Be sure you can substantiate claims about your product’s quality, value, age, benefits, guarantee and warranty. You should be able to back up any claims with facts and documented evidence. Don’t write false customer testimonials.

Present product information in plain English. Make any qualifications abundantly clear and ensure all product information is kept up-to-date. Test the product information on a range of demographics, using subjects who don’t work in your industry. If a substantial number of test participants or customers misinterpret the offer, product, or service, correct the misunderstanding and fix your product information promptly.

Unfitness for purpose

Customers say:

Your product doesn’t do what it’s supposed to. Or, it’s virtually impossible to get it working properly.

The business consequences:

Staff are overloaded with complaints from confused customers, product returns decrease revenues, or both. Customer expectations don’t align with what the product or service provides. In Australia and many other countries it’s illegal to sell products that are not fit for purpose. The business could end up with a court judgement and hefty fines.

Solutions:

Determine the cause of the confusion. Sometimes unclear or misleading advertising, faulty products, or a combination of these factors can make a perfectly good product appear unfit for purpose. If there are common themes among the complaints of confused customers, this likely points to unclear or misleading product information — so fix up your product information quick smart.

Compensate the customer in kind. If goods are faulty or services are not working as expected, make it easy to exchange or return them within a specified warranty period. If you’re not the manufacturer, ensure that you retail only for manufacturers who have acceptable return and warranty policies. For faulty services, offer service cancellation and/or fee rebates, free future services to compensate for the time period the service was not working, fast, free issue resolution or a combination of these.

Complaining customers can provide useful information. They’re telling you how to improve your business, so they don’t become ex-customers. So look after those who complain, and listen for common themes.

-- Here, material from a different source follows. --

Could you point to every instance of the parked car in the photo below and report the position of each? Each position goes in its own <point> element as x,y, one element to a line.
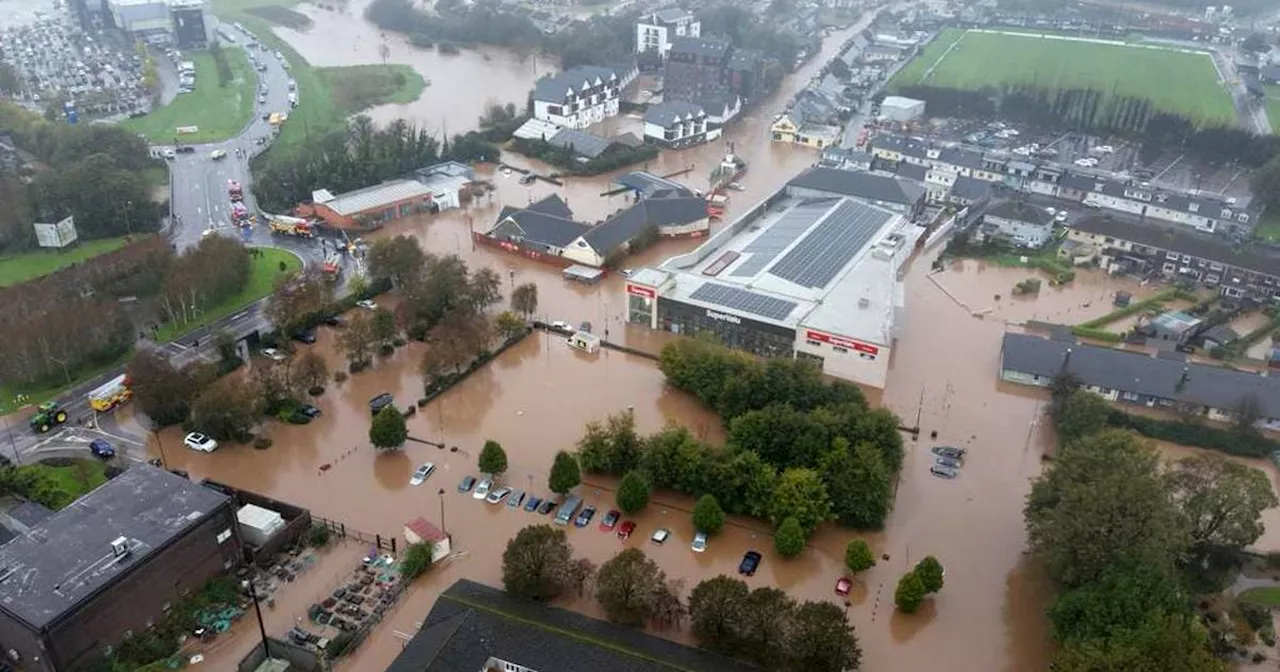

If you communicate well with customers and within your business, you’ll be ahead of most of the competition.

Billing disputes

Customers say:

They’ve been overcharged, maybe multiple times. Their money is tied up while billing disputes take far too long to resolve.

The business consequences:

Customers range from concerned to downright angry when they’re billed more than expected, and staff are overloaded. If there’s a high volume of billing disputes, the consequences could be similar to those of false advertising or fraud, and the business could end up with a court judgement and hefty fines.

Solutions:

Just be honest about product costs. Don’t try to trick customers into spending more than they think they’re agreeing to. This means don’t hide costs in fine print, and don’t write them in legalese. If the average customer can’t understand the costs, then the business is likely to be found at fault.

Eliminate any red tape or rigid policies. All too often, faulty policies or procedures cause delays in dispute resolution. Billing disputes should have expected resolution timeframes as well as appropriate escalation procedures — as should every type of customer query.

Make sure customers understand all costs before purchase. If the product or service has ongoing costs, make the up-front and ongoing costs clear in the product information. For some services, it’s a legal requirement to document the total cost over a set service period.

Conclusion

It’s unrealistic for any business to expect zero customer complaints, but you can avoid being snowed under by the Top Nine. These solutions apply to businesses of any size, they’re not expensive, and they all involve good communication.

Complaining customers still care. They’re telling you how to improve your business, so they don’t become ex-customers. So look after those who complain, and listen for common themes. If you communicate well with customers and within your business, you’ll be ahead of most of the competition.